Do you remember when you were a child, and some playmate called you by a teasing nickname, like tomboy or sissy or coward, for all the neighbors to hear, or announced to the class that most terrible judgment of all, that you were “Teacher’s Pet” — and you stuck your tongue out and retaliated with one of the few proverbs you had managed to memorize: “Sticks and stones may break my bones, but words can never hurt me!” It had that kind of pompous and pious sound you were used to from the pulpit on Sunday mornings — maybe it was even Scripture you were hurling at the enemy. I can remember how delicious those words tasted in my mouth and sounded to my ears, smug and superior, with a nice little rhyme and a pinch of rhythm— some-times, if the boy was bigger than I was, the only sensible defense I could come up with.
The only problem, as I found out later, was that my cute little proverb was false. Sticks and stones may break your bones all right (I had my head split open in a rock fight once) but words can totally destroy you. I think that by the time we’re grown, another proverb makes more sense — this one from Hebrew Scripture: “Many have been killed by the sword, but not so many as by the tongue” [Ecclus.28:18 ] The tongue, in that old proverb, is seen as a weapon which has maimed or killed more people than the weapons of war — all those millions in the human past who have been wounded by hateful talk, ruined by careless gossip, crippled by deliberate slander.

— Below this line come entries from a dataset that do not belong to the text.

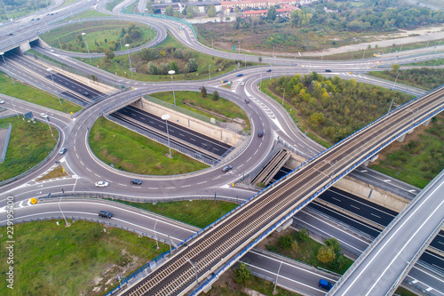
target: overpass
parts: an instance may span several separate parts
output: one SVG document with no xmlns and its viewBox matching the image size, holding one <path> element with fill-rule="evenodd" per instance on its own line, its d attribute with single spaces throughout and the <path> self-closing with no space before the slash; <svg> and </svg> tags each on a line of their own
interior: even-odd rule
<svg viewBox="0 0 444 296">
<path fill-rule="evenodd" d="M 444 171 L 387 226 L 328 295 L 392 295 L 444 225 L 443 192 Z"/>
<path fill-rule="evenodd" d="M 182 243 L 123 295 L 191 295 L 208 290 L 295 212 L 385 146 L 444 109 L 444 87 L 399 107 L 320 153 Z"/>
</svg>

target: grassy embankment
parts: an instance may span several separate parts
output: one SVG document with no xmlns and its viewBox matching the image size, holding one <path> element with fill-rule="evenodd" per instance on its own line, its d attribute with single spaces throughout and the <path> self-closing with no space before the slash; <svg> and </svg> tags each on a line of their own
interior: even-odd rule
<svg viewBox="0 0 444 296">
<path fill-rule="evenodd" d="M 174 175 L 200 171 L 208 166 L 145 136 L 99 117 L 90 132 L 94 154 L 116 169 L 146 175 Z M 124 145 L 123 145 L 124 143 Z"/>
<path fill-rule="evenodd" d="M 0 90 L 9 96 L 61 112 L 67 112 L 67 109 L 68 113 L 77 112 L 82 109 L 80 106 L 65 100 L 61 100 L 60 105 L 57 97 L 17 81 L 14 85 L 11 78 L 3 72 L 0 72 Z"/>
<path fill-rule="evenodd" d="M 186 47 L 182 45 L 170 34 L 162 44 L 153 48 L 157 50 L 159 53 L 159 57 L 157 59 L 151 60 L 155 65 L 159 67 L 162 64 L 176 61 L 179 66 L 180 73 L 178 71 L 176 72 L 176 74 L 174 75 L 175 81 L 208 79 L 209 68 L 212 78 L 214 78 L 216 76 L 220 76 L 237 68 L 237 62 L 234 60 L 218 59 L 208 54 L 192 51 L 193 58 L 196 60 L 198 68 L 196 72 L 185 73 L 184 68 L 186 60 L 183 59 L 180 60 L 174 58 L 174 56 L 171 54 L 171 51 L 174 51 L 175 49 L 185 50 L 186 49 Z M 83 60 L 83 61 L 89 63 L 94 67 L 99 66 L 99 68 L 100 68 L 125 78 L 152 82 L 171 80 L 171 76 L 168 74 L 148 74 L 147 61 L 142 59 L 140 52 L 131 53 L 131 60 L 132 68 L 136 68 L 136 71 L 133 71 L 133 76 L 131 76 L 131 73 L 130 71 L 130 62 L 128 55 L 115 56 L 112 61 L 107 61 L 105 58 L 91 59 L 91 63 L 89 60 Z M 240 60 L 239 62 L 242 68 L 244 63 L 242 62 L 242 60 Z M 258 65 L 258 63 L 247 62 L 247 67 L 254 65 Z M 220 71 L 219 68 L 221 69 Z"/>
<path fill-rule="evenodd" d="M 0 124 L 12 125 L 4 162 L 0 164 L 0 181 L 17 176 L 38 164 L 52 151 L 59 132 L 48 124 L 24 121 L 22 116 L 0 119 Z M 53 135 L 53 137 L 52 136 Z"/>
<path fill-rule="evenodd" d="M 168 250 L 155 241 L 98 223 L 38 221 L 14 225 L 14 290 L 1 295 L 104 295 L 147 261 Z M 103 229 L 107 231 L 104 232 Z M 1 228 L 0 270 L 7 270 L 6 228 Z M 5 276 L 4 276 L 5 277 Z M 96 292 L 93 289 L 96 288 Z"/>
<path fill-rule="evenodd" d="M 55 28 L 41 35 L 40 37 L 54 47 L 59 48 L 61 45 L 63 50 L 87 52 L 83 37 L 80 37 L 80 39 L 77 37 L 84 32 L 90 52 L 103 52 L 113 43 L 120 46 L 122 29 L 126 29 L 129 23 L 129 21 L 115 20 L 83 21 Z M 131 42 L 131 47 L 142 45 L 156 36 L 156 31 L 150 27 L 139 23 L 137 24 L 137 27 L 141 29 L 142 36 Z M 60 44 L 59 44 L 59 41 Z"/>
</svg>

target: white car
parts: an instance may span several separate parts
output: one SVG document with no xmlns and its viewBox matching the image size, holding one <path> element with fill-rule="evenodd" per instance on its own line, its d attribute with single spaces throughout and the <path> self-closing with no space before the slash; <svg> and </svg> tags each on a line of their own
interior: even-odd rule
<svg viewBox="0 0 444 296">
<path fill-rule="evenodd" d="M 108 182 L 106 181 L 98 181 L 96 182 L 96 187 L 108 187 Z"/>
</svg>

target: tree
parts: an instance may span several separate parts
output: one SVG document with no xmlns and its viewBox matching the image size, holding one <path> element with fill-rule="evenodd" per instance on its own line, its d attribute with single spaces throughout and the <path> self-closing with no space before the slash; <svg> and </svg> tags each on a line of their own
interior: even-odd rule
<svg viewBox="0 0 444 296">
<path fill-rule="evenodd" d="M 174 8 L 171 5 L 165 8 L 165 15 L 173 16 L 174 15 Z"/>
<path fill-rule="evenodd" d="M 245 263 L 239 263 L 239 267 L 234 269 L 234 281 L 239 284 L 245 284 L 250 277 L 251 270 L 250 270 Z"/>
<path fill-rule="evenodd" d="M 282 249 L 291 248 L 291 243 L 293 243 L 293 238 L 289 235 L 279 237 L 279 246 Z"/>
<path fill-rule="evenodd" d="M 213 100 L 218 100 L 220 99 L 219 93 L 218 91 L 214 91 L 213 92 Z"/>
<path fill-rule="evenodd" d="M 274 8 L 274 6 L 272 6 L 268 9 L 268 13 L 266 14 L 266 17 L 268 18 L 268 20 L 276 20 L 277 12 L 276 12 L 276 8 Z"/>
<path fill-rule="evenodd" d="M 333 262 L 336 259 L 335 251 L 328 245 L 322 245 L 318 250 L 318 260 L 322 263 Z"/>
<path fill-rule="evenodd" d="M 115 54 L 109 48 L 107 48 L 105 50 L 105 56 L 107 57 L 107 61 L 111 61 L 115 57 Z"/>
<path fill-rule="evenodd" d="M 308 234 L 306 233 L 306 230 L 305 228 L 302 228 L 301 231 L 299 231 L 299 238 L 303 241 L 303 242 L 306 242 L 308 241 Z"/>
</svg>

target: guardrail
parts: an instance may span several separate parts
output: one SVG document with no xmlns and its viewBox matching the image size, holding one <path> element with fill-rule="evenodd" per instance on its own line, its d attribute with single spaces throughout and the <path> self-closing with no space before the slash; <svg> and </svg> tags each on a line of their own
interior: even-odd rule
<svg viewBox="0 0 444 296">
<path fill-rule="evenodd" d="M 11 115 L 11 116 L 15 116 L 15 114 Z M 12 177 L 11 179 L 8 179 L 8 180 L 5 180 L 4 181 L 1 181 L 0 182 L 0 186 L 3 186 L 3 185 L 7 184 L 7 183 L 11 183 L 12 181 L 16 180 L 18 179 L 20 179 L 21 177 L 26 176 L 27 174 L 28 174 L 28 173 L 30 173 L 30 172 L 37 170 L 38 168 L 40 168 L 41 166 L 43 166 L 46 163 L 46 161 L 48 159 L 50 159 L 51 157 L 52 157 L 52 156 L 54 155 L 54 153 L 58 150 L 59 145 L 60 144 L 60 138 L 61 138 L 60 137 L 61 131 L 59 129 L 59 127 L 57 125 L 55 125 L 54 124 L 52 124 L 52 123 L 40 120 L 40 118 L 34 117 L 34 119 L 36 119 L 37 121 L 40 121 L 40 122 L 42 122 L 44 124 L 51 124 L 53 128 L 57 129 L 57 131 L 59 132 L 59 138 L 57 139 L 56 145 L 52 148 L 52 151 L 51 151 L 51 153 L 46 157 L 44 157 L 44 159 L 42 160 L 39 164 L 37 164 L 36 165 L 33 166 L 29 170 L 28 170 L 28 171 L 26 171 L 26 172 L 22 172 L 22 173 L 20 173 L 20 174 L 19 174 L 17 176 L 14 176 L 14 177 Z"/>
<path fill-rule="evenodd" d="M 11 124 L 1 124 L 0 129 L 8 128 L 8 133 L 6 134 L 6 140 L 4 141 L 4 146 L 3 148 L 2 156 L 0 156 L 0 164 L 4 162 L 4 157 L 6 156 L 6 151 L 8 150 L 9 139 L 11 137 L 11 131 L 12 131 L 12 125 Z"/>
</svg>

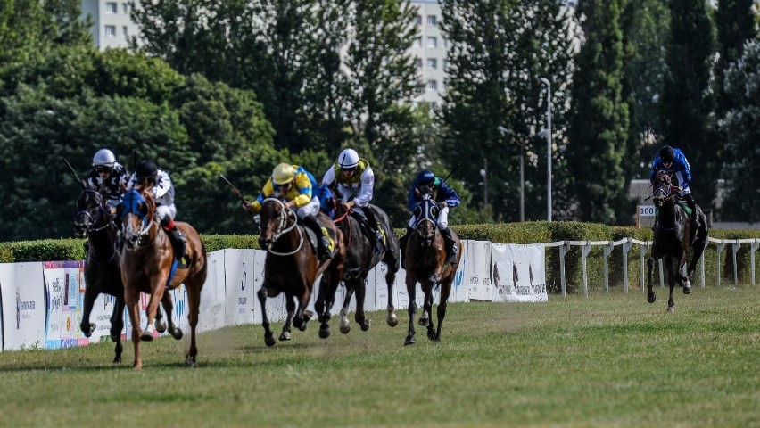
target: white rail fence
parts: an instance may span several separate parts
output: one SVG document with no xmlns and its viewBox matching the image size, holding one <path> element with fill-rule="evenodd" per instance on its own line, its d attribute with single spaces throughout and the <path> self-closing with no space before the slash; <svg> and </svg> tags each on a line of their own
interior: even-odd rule
<svg viewBox="0 0 760 428">
<path fill-rule="evenodd" d="M 721 285 L 721 254 L 723 252 L 727 245 L 731 245 L 731 257 L 733 265 L 733 282 L 734 285 L 739 284 L 739 268 L 737 264 L 737 253 L 739 252 L 741 244 L 749 244 L 749 259 L 750 259 L 750 282 L 755 285 L 755 253 L 760 247 L 760 239 L 715 239 L 708 237 L 708 245 L 710 243 L 715 243 L 716 249 L 716 269 L 715 284 Z M 583 274 L 583 295 L 589 295 L 589 276 L 587 270 L 587 260 L 591 248 L 595 245 L 602 247 L 602 257 L 604 263 L 604 289 L 609 291 L 609 255 L 615 250 L 615 247 L 620 246 L 623 251 L 623 291 L 628 292 L 628 251 L 633 244 L 638 244 L 641 247 L 640 255 L 640 268 L 639 268 L 639 285 L 642 292 L 645 292 L 645 276 L 646 276 L 646 263 L 649 251 L 649 247 L 652 245 L 652 241 L 640 241 L 633 238 L 623 238 L 619 241 L 558 241 L 555 243 L 544 243 L 544 248 L 559 248 L 559 277 L 562 295 L 566 295 L 567 280 L 565 276 L 565 257 L 570 251 L 570 247 L 581 247 L 582 249 L 582 267 Z M 660 287 L 665 287 L 665 275 L 663 272 L 663 261 L 658 260 L 658 271 Z M 705 287 L 705 257 L 699 260 L 699 285 Z"/>
</svg>

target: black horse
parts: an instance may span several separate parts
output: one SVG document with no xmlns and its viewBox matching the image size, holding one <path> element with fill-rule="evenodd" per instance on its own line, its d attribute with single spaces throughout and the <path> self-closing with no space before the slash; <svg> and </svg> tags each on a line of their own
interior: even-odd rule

But it would be just as true, I think, to say that more of us have hurt ourselves , by our own careless words, than have ever been wounded in war. I was away in a war for three years, and a few times at risk, but no enemy soldier ever hurt me as much as I have hurt myself by careless words. Surely some of you now listening have said more than once, as I have, with a rueful smile or a hurting heart, “Oh, how I wish I had never said that!” I would make new resolutions: print the letters KMS, for “Keep Mouth Shut,” on the back of my hand, hoping they would help me remember — and would make me careful for a few days. One day, in a Latin class, I saw a phrase I thought might help, while still hiding my resolution from others, so I wrote VIDEO ET TACEO on the back of my hand a few times: “Look, but keep quiet.” The gimmicks would work for a while, but it helped much more just to get older, although for somebody who has had to talk as much as I do, no solution has been perfect.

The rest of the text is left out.